Und genau darin liegt für mich modernes Gärtnern: Nicht gegen die Veränderungen anzukämpfen, sondern den Garten so zu unterstützen, dass er ihnen möglichst viel entgegensetzen kann.
Wer seinen Garten neu anlegen oder umgestalten möchte, kann aus diesen Veränderungen ebenfalls eine wichtige Erkenntnis mitnehmen.
Pflanzenschilder und Pflanzenkataloge sind eine wertvolle Orientierung – mehr aber auch nicht. Die Angaben zu Standort und Wasserbedarf beschreiben in erster Linie die grundsätzlichen Ansprüche einer Pflanze. Sie können jedoch nicht jedes Mikroklima berücksichtigen.
Denn „vollsonnig“ ist nicht gleich „vollsonnig“.
Eine nach Süden ausgerichtete Pflanzfläche vor einer hellen Hauswand stellt ganz andere Anforderungen als ein sonniger Platz am Waldrand. Ein Garten in einer windgeschützten Senke verhält sich anders als ein Grundstück, das – wie bei mir – den heißen und trockenen Westwind nahezu ungebremst abbekommt.

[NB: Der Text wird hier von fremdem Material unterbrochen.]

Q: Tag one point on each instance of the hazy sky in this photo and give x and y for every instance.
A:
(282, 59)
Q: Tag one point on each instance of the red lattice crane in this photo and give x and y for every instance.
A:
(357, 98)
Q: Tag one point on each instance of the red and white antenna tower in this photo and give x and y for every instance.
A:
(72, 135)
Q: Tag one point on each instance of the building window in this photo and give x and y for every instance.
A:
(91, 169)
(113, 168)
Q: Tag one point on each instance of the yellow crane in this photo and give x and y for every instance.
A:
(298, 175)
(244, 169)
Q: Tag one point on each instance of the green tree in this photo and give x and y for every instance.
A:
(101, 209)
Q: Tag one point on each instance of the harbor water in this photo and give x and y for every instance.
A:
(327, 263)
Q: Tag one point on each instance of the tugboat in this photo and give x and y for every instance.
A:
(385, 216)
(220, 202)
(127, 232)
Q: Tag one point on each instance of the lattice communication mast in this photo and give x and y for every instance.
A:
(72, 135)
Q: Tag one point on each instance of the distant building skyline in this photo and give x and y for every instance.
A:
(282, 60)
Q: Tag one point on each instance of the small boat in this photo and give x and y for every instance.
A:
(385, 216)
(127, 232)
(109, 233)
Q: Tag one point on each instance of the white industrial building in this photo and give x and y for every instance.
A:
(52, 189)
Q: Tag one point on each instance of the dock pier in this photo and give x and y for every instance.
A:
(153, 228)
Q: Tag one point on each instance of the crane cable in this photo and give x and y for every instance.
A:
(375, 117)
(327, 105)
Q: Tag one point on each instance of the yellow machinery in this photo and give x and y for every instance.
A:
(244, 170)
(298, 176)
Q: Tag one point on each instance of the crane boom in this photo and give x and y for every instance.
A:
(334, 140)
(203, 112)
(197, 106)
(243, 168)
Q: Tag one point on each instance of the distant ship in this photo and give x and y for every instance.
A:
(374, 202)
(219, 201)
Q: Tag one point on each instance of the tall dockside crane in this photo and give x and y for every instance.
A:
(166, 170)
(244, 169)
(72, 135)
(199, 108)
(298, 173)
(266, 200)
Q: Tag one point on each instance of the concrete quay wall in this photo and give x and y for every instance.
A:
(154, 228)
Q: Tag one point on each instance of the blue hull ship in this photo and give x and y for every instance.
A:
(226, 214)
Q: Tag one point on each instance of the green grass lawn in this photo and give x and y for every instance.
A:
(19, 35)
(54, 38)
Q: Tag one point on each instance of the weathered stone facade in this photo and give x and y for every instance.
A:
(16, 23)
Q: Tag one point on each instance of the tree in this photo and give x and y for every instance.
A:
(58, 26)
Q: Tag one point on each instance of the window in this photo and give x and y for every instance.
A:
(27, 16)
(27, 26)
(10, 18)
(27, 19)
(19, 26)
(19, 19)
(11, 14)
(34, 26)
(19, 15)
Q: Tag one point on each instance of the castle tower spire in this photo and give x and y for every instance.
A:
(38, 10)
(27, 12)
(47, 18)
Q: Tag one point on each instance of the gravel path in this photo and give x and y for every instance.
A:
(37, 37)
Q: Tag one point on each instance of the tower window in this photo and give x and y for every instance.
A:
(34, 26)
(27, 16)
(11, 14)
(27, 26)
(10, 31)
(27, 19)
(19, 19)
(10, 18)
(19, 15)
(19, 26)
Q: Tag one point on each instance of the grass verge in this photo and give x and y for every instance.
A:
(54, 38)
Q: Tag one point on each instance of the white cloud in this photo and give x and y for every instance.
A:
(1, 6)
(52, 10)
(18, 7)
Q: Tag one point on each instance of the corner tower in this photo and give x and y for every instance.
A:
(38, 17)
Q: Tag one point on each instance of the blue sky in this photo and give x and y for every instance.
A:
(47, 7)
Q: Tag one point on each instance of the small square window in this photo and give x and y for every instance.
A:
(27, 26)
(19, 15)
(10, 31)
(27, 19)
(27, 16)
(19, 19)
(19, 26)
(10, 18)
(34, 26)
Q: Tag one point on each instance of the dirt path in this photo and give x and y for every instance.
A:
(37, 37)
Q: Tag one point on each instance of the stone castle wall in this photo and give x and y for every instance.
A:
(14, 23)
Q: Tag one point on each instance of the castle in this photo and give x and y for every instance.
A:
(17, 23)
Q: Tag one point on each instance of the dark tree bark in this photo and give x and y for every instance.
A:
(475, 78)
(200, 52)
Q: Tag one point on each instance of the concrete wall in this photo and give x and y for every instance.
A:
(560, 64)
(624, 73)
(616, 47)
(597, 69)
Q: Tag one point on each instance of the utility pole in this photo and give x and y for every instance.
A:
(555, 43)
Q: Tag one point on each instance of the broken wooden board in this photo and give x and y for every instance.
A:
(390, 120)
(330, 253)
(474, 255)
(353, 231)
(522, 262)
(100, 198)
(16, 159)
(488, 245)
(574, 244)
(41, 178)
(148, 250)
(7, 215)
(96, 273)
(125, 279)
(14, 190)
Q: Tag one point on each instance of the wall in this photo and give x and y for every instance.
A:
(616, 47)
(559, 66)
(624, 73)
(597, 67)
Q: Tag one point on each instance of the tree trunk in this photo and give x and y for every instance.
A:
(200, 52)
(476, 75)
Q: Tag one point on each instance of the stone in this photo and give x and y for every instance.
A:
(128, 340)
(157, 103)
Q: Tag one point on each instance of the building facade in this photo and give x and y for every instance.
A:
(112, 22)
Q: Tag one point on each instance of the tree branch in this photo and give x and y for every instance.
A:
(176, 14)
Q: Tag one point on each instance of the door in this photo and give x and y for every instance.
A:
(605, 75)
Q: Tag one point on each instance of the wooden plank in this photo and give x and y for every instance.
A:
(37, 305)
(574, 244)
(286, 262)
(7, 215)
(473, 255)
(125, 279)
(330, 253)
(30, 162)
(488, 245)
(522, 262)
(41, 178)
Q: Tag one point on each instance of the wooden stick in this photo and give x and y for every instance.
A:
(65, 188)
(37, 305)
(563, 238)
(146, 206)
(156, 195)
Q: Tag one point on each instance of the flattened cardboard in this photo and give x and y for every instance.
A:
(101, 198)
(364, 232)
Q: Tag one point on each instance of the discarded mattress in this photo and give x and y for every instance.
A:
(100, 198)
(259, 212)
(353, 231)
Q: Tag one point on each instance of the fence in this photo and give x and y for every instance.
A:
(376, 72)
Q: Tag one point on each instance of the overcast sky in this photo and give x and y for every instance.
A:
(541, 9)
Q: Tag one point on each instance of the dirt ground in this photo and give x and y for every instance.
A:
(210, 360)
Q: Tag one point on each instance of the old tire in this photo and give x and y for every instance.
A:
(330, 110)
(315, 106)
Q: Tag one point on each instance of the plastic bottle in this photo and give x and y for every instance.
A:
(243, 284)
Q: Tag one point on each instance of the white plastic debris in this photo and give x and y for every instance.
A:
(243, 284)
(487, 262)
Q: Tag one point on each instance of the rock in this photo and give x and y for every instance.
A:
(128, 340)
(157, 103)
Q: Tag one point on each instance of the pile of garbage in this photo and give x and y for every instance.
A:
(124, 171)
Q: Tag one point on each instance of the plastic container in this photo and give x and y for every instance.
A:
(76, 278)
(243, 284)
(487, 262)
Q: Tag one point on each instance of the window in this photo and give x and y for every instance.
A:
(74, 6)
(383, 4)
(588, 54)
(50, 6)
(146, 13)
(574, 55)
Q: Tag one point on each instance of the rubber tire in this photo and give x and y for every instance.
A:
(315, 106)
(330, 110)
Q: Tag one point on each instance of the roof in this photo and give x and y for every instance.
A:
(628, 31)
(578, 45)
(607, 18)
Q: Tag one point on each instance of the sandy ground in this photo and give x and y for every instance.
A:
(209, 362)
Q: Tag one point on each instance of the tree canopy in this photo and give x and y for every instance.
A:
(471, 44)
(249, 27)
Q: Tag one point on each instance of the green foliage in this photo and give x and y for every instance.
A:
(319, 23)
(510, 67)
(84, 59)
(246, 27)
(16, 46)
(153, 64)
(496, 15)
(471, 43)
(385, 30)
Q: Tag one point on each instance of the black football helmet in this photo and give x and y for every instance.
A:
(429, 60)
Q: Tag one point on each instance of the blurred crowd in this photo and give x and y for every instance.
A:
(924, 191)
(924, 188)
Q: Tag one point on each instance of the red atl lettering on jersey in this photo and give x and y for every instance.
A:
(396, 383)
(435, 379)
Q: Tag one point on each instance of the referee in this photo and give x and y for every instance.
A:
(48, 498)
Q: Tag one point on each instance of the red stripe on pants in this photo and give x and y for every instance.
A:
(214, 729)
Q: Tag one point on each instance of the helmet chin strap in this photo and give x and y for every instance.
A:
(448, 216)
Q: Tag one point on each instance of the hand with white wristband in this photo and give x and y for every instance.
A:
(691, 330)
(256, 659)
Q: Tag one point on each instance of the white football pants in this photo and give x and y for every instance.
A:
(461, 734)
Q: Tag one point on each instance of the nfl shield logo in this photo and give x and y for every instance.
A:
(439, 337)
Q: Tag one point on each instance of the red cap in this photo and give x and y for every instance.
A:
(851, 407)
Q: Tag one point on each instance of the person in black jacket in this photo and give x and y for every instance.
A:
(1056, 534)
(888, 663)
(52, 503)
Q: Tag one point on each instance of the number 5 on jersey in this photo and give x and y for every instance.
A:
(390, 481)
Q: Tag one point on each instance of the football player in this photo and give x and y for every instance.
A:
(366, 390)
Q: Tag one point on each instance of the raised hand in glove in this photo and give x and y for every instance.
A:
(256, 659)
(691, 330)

Dort stoßen selbst Pflanzen an ihre Grenzen, die laut Etikett Sonne und Trockenheit gut vertragen sollten.
Genau deshalb empfehle ich bei Neuanlagen immer das Gespräch mit einem erfahrenen Gärtner oder einer guten Baumschule. Eine Beratung direkt vor Ort kostet oft weit weniger als eine spätere Umpflanzung oder der Ersatz eingegangener Pflanzen.
Denn kein Pflanzenschild kennt deinen Garten.
Es kennt weder den Boden, noch die Windverhältnisse, die Wärmespeicherung einer Mauer oder die Trockenheit eines Sommers. Diese Besonderheiten lassen sich nur im Gespräch berücksichtigen – und genau darin liegt der Wert einer guten Beratung.
Die besten Pflanzen sind schließlich nicht die, die auf dem Etikett am robustesten wirken, sondern die, die zu genau diesem einen Garten passen.
Und um die Frage meiner Mutter nicht unbeantwortet zu lassen:
Es muss zu einem Umdenken führen. Zu einem neuen Blick auf alte Umstände.
Denn nicht alles, was sich verändert, können wir beeinflussen. Wie wir darauf reagieren, hingegen schon.
Vielleicht ist genau jetzt die Zeit, den Garten noch genauer zu beobachten, den Boden besser zu schützen und Pflanzen nicht mehr nur nach Etikett, sondern nach den tatsächlichen Bedingungen vor Ort auszuwählen.
Der Garten verlangt heute andere Antworten als noch vor zwanzig Jahren.
Geben wir sie ihm.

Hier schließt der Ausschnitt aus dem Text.